1つ目のコツが優れたアーティストの作画工程の動画を見るということですが、「何だ、その程度のことか」と思われるかもしれませんが、いざ実践してみるとかなりの効果に繋がります。
まず視覚からの伝達というのは直接脳に響きます。人の助言や精神論等と違ってやる気を駆り立てる即効性と爆発力があります。
さらに絵の実力を向上させたいと願う人なら、そのアーティストと同じ高みへ登っていきたいと強く感じるはずですし、必ず負の感情がやる気に変換されるはずです。
自分が目指す絵のスタイルに近いアーティストの動画を探すと、より高い効果が得られると思います。
2つ目のコツ 「トレースをする」
とりあえず初めのとっかかりだけ写真のコピーをトレースして描いてみることをお勧めします。

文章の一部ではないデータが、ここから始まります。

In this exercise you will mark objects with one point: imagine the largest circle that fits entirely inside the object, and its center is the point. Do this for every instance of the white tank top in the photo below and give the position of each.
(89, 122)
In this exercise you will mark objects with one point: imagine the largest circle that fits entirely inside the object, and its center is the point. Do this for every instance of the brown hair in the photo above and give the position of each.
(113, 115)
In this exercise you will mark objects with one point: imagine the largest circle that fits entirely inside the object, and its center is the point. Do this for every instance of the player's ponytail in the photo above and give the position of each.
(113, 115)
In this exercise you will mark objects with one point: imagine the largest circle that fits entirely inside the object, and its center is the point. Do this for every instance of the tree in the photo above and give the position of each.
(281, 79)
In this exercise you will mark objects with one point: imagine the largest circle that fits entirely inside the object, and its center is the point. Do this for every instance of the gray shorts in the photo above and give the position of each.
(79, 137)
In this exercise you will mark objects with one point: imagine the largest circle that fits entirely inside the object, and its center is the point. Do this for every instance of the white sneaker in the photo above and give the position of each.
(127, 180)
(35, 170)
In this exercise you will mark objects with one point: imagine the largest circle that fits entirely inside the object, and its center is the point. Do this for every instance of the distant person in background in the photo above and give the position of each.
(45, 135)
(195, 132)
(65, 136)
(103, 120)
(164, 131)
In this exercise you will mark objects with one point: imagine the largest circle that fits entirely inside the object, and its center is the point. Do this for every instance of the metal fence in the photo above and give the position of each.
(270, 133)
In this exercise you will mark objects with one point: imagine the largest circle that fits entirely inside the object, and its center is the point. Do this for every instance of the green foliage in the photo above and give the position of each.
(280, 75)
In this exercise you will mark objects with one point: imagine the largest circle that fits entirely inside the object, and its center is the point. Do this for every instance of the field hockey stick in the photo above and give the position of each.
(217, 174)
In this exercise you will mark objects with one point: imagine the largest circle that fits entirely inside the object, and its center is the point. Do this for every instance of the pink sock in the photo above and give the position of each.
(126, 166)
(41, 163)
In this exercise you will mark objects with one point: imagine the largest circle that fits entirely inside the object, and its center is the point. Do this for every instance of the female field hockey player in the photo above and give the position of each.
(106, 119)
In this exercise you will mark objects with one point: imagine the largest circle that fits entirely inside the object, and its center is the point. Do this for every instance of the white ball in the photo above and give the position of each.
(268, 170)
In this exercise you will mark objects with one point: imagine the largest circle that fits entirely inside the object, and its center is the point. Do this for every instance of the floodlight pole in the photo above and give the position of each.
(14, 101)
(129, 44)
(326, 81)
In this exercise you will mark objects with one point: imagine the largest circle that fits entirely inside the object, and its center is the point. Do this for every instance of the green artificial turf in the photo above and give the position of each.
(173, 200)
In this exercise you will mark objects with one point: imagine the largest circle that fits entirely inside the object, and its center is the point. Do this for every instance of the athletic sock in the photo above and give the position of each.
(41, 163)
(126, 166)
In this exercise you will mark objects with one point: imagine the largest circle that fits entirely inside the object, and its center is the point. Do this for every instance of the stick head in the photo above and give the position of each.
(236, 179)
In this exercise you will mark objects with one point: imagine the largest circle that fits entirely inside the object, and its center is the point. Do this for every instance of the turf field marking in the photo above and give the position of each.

雑誌の切り抜きやスマホで撮影した画像等、ある程度希望の被写体が写っている写真をプリントアウトし、それをトレースします。
トレースのやり方はこちらの記事でまとめています。
トレースなので描くべきものは一時的には決まっています。
とりあえず一旦作業興奮を促す意味でもトレースをしてみて、そしてある程度形になってきたら、そこから新たなアイデアを組み込んでいき、それぞれの画風に落とし込んでいくといった流れも時には効果的だと思います。
多少の強引さもありますが、ペンを動かすことでしか絵は始まらないので、そういった意味では根本的な前進には繋がります。
3つ目のコツ 「過去作品を見返す」
私もよくやる方法です。
過去の自分の作品で気に入っている作品を引っ張りだしてきて下さい。
そしてそれらの作品を眺めながら、なぜそれらの絵を自分が気に入っているのかを改めて考えてみて下さい。
そうすると、
fa-checkそもそもあなたはどういう絵が好きか
fa-checkどんな表現が好きか
fa-checkどんな描き出しをするとテンションが上がるか
ということを思い出せるようになってきます。すぐに思い出せなくてもじっくり細部まで過去作品を見返してみて下さい。

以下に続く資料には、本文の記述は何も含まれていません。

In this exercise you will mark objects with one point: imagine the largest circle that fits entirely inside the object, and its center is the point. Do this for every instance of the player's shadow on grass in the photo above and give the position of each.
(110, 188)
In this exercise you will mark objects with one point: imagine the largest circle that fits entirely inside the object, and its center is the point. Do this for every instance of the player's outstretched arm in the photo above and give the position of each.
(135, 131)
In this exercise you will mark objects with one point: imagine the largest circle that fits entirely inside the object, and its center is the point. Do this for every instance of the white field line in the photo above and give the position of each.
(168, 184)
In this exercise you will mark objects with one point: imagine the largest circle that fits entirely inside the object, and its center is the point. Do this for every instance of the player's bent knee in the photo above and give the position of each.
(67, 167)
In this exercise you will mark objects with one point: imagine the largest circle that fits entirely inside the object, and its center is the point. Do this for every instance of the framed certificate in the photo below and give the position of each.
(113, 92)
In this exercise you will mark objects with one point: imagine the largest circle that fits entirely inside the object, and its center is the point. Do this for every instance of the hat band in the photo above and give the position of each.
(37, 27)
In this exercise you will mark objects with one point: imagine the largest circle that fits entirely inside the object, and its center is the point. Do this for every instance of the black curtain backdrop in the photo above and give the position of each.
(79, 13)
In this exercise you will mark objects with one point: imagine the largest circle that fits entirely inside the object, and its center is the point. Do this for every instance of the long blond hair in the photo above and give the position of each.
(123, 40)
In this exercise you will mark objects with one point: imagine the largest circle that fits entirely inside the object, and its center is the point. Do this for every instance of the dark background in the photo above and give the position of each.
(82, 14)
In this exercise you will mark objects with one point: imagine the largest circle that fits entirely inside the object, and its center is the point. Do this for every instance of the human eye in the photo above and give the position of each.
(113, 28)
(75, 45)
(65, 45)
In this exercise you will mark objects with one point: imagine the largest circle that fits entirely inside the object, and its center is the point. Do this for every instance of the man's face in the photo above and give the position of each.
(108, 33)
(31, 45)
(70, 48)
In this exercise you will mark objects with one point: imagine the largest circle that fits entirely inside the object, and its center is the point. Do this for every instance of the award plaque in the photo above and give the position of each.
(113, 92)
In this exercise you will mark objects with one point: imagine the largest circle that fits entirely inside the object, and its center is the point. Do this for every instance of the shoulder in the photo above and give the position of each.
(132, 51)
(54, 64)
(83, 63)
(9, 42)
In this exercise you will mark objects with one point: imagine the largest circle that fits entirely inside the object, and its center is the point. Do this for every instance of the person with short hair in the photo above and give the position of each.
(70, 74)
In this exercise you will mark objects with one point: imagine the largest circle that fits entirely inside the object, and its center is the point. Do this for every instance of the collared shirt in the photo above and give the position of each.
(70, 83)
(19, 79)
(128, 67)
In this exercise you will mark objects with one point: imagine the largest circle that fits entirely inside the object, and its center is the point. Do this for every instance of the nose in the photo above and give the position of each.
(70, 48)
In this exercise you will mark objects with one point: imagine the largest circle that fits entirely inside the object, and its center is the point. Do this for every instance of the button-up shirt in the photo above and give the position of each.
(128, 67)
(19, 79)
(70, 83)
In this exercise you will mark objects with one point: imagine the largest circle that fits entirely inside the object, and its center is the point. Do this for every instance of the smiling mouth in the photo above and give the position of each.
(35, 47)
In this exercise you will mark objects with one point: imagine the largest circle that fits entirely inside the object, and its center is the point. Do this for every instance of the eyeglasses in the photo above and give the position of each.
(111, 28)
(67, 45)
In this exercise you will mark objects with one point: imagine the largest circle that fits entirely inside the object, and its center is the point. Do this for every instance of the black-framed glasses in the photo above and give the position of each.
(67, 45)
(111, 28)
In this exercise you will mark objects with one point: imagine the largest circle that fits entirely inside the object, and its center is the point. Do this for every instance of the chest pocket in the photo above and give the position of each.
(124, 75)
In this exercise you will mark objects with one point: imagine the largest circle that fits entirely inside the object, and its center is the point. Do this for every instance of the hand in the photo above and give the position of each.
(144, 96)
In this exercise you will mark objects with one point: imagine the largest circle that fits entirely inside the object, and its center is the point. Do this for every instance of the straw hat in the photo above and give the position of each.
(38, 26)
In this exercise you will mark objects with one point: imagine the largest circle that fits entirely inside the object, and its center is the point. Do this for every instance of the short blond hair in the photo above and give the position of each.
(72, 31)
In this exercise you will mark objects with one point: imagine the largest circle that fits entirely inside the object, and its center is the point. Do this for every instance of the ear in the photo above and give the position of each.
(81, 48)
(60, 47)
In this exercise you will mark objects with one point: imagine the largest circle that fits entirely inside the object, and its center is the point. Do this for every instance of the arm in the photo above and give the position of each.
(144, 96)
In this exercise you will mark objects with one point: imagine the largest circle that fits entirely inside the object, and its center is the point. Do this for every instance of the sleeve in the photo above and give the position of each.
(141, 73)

自然と本来の混じりっけのない「描きたい絵の方向性」というのがじんわり頭の中にでてくるようになります。そのイメージをしっかりつかむことができれば、絵の停滞を打開する大きなヒントになってくれるはずです。
「絵の描き始めでモチベーションが上がらない・・・」という時は本来の自分の絵のスタイルを見失っている時が多いです。
そういった意味でも過去作品を眺め、改めて「理想の絵」というものの道筋をさだめてやると、スムーズに手が動くきっかけになるはずです。

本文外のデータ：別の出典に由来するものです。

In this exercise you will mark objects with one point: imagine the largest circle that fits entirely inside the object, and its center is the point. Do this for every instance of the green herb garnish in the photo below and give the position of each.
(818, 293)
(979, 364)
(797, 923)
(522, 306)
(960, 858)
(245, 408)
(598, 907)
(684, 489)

4つ目のコツ 「絶対良い絵を描くという気持ちを一旦捨てる」
このコツはある意味「番外編」です。精神論になります。
私の周りにいる絵描き友達の話を聞いていても思うのですが、絵描きは完璧主義者が非常に多いです。自分に厳しい傾向にあります。
それ故に絶対前作を超えた絵を描かなければならないと意気込んで作品毎に高いハードルを自らにかしてしまい、うまく描こう、うまく描こうとという気持ちが強くなり、肩に力が入り自分で自分の世界を狭めてしてしまっている人が非常に多いのではないかと思います。
そして視野が狭くなればなるほどアイデアが出ず気持ちばかりが焦ってしまい、やがてはスランプに陥ってしまうという結果になってしまいます。
そうなるぐらいなら初めから「今回は箸休め的な作品でいいや、次回に納得のいく絵を描けば良いのだ」と割り切ってしまえばペンを持つ手も少し気楽に動かせるようになるはずです。
出展:https://gqjapan.jp/culture/column/20171124/mark-zuckerberg-facebook-last-believer
FaceBook創業者のマーク・ザッカーバーグ氏の言葉で、
完璧を目指すよりも、まずは終わらせろ
という名言があります。
時に絵にも共通して言えることではないでしょうか。
完璧を求めすぎて考えて考えてスランプに陥ってしまうぐらいならまずは、「7割の作品を描こう」と一旦割り切って現状を受け入れてしまいましょう。
そして、受け入れたことにより次の10割の快進作を生み出せるようになるはずです。
絵を長く描き続ける為には努力ばかりではなく時には柔軟性も必要になります。
むしろ柔軟性を制した者が長く絵を描き続けられるのだと個人的には思います。
それに肩に力を入れて描いた絵よりも、気楽に描いた絵の方が周りの評価が明らかに高かった・・・なんてこともよくあることです。